Reported: 2012-09-21 09:18 UTC by Martin Srebotnjak
Modified: 2012-09-21 15:45 UTC (History)
2 users (show)

See Also:
Crash report or crash signature:


Attachments
Sample docx file with a line with "č" character (12.59 KB, application/vnd.openxmlformats-officedocument.wordprocessingml.document)
2012-09-21 09:18 UTC, Martin Srebotnjak
Details

Note You need to log in before you can comment on or make changes to this bug.
Description Martin Srebotnjak 2012-09-21 09:18:19 UTC
Created attachment 67487 [details]
Sample docx file with a line with "č" character

Problem description: 

Steps to reproduce:
1. Open the attached docx file.

Current behavior:
The simple line is split into two at the character "č" and that character is not displayed and is even not present (it treats "č" as a new line symbol although it is a regular character of most Slavic alphabets!)

Expected behavior:
The line in the imported file should be one, displaying the "č" characted within.

Platform (if different from the browser): 
              
Browser: Mozilla/5.0 (Macintosh; Intel Mac OS X 10.7; rv:15.0) Gecko/20100101 Firefox/15.0.1
Comment 1 Martin Srebotnjak 2012-09-21 09:21:36 UTC
Let me add that this bug is critical for Slovenian and probably all other Eastern European / Slavic languages - all texts from docx files might get garbled like this.

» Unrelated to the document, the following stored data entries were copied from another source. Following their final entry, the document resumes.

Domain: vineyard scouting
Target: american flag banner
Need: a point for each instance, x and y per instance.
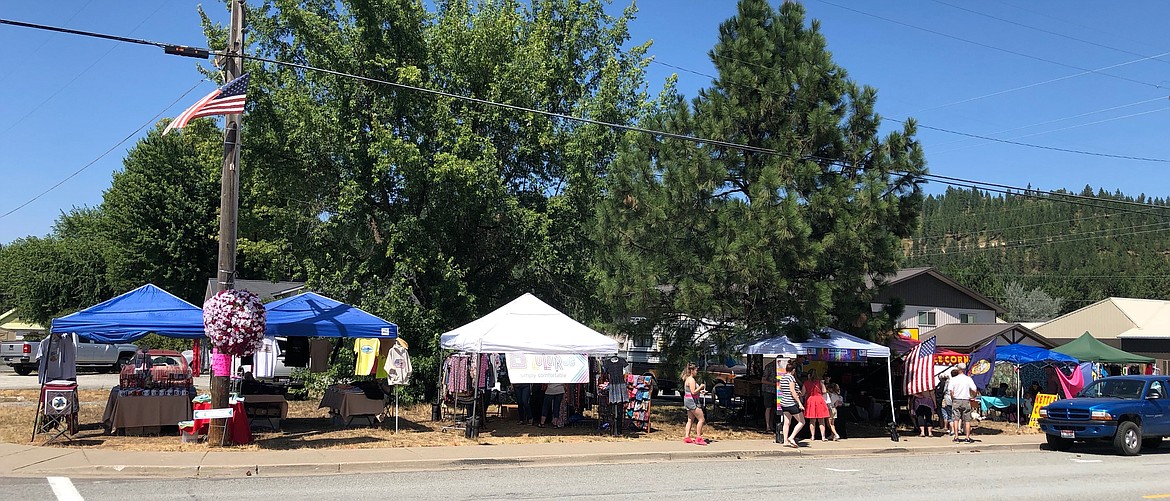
(227, 100)
(920, 368)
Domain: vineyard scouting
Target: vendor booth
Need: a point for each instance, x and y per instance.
(312, 315)
(525, 330)
(126, 318)
(828, 345)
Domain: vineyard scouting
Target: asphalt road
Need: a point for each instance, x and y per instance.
(990, 475)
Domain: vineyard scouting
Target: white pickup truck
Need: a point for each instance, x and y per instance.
(23, 355)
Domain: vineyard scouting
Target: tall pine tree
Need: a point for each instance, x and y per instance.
(775, 238)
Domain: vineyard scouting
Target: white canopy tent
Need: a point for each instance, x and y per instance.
(780, 347)
(528, 326)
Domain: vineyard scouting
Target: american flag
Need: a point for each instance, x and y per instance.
(920, 368)
(227, 100)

I reported a similar bug for 3.5.1, for rtf files:
https://www.libreoffice.org/bugzilla/show_bug.cgi?id=48356
At that time it seemed to have been fixed.
Comment 2 Miklos Vajna 2012-09-21 13:17:14 UTC
Confirmed, will fix in a bit.
Comment 3 Not Assigned 2012-09-21 13:18:05 UTC
Miklos Vajna committed a patch related to this issue.
It has been pushed to "master":

http://cgit.freedesktop.org/libreoffice/core/commit/?id=b3603e0e0e5dbfbeaa2426c499e8f64be2d15765

fdo#55187 fix DOCX import of unicode 0xNN0d when it's a separate run



The patch should be included in the daily builds available at
http://dev-builds.libreoffice.org/daily/ in the next 24-48 hours. More
information about daily builds can be found at:
http://wiki.documentfoundation.org/Testing_Daily_Builds
Affected users are encouraged to test the fix and report feedback.
Comment 4 Miklos Vajna 2012-09-21 13:22:17 UTC
Resolved in master, -3-6 review: https://gerrit.libreoffice.org/665
Comment 5 Roman Eisele 2012-09-21 13:25:58 UTC
(In reply to comment #3)
> Miklos Vajna committed a patch related to this issue.
> It has been pushed to "master":

Miklós, you are _too_ fast! ;-)

I wanted to confirm this bug right now, but while I was still typing in my pedantical description and some bad jokes about Microsoft’s complicated way to store a simple line of text, you have already taken and fixed the issue.

Congratulations and thank you very much!


Changes for the record/statistics:

-- Already reproducible with LibO 3.5.0, therefore adapted Version field (the Version field should always contain the first version in which a bug is known to exist, not the last one).

-- Platform should be very probably All/All.
Comment 6 Not Assigned 2012-09-21 15:45:13 UTC
Miklos Vajna committed a patch related to this issue.
It has been pushed to "libreoffice-3-6":

http://cgit.freedesktop.org/libreoffice/core/commit/?id=9d3af8d699c95b7433591701666a70554d543b96&g=libreoffice-3-6

fdo#55187 fix DOCX import of unicode 0xNN0d when it's a separate run


It will be available in LibreOffice 3.6.3.

The patch should be included in the daily builds available at
http://dev-builds.libreoffice.org/daily/ in the next 24-48 hours. More
information about daily builds can be found at:
http://wiki.documentfoundation.org/Testing_Daily_Builds
Affected users are encouraged to test the fix and report feedback.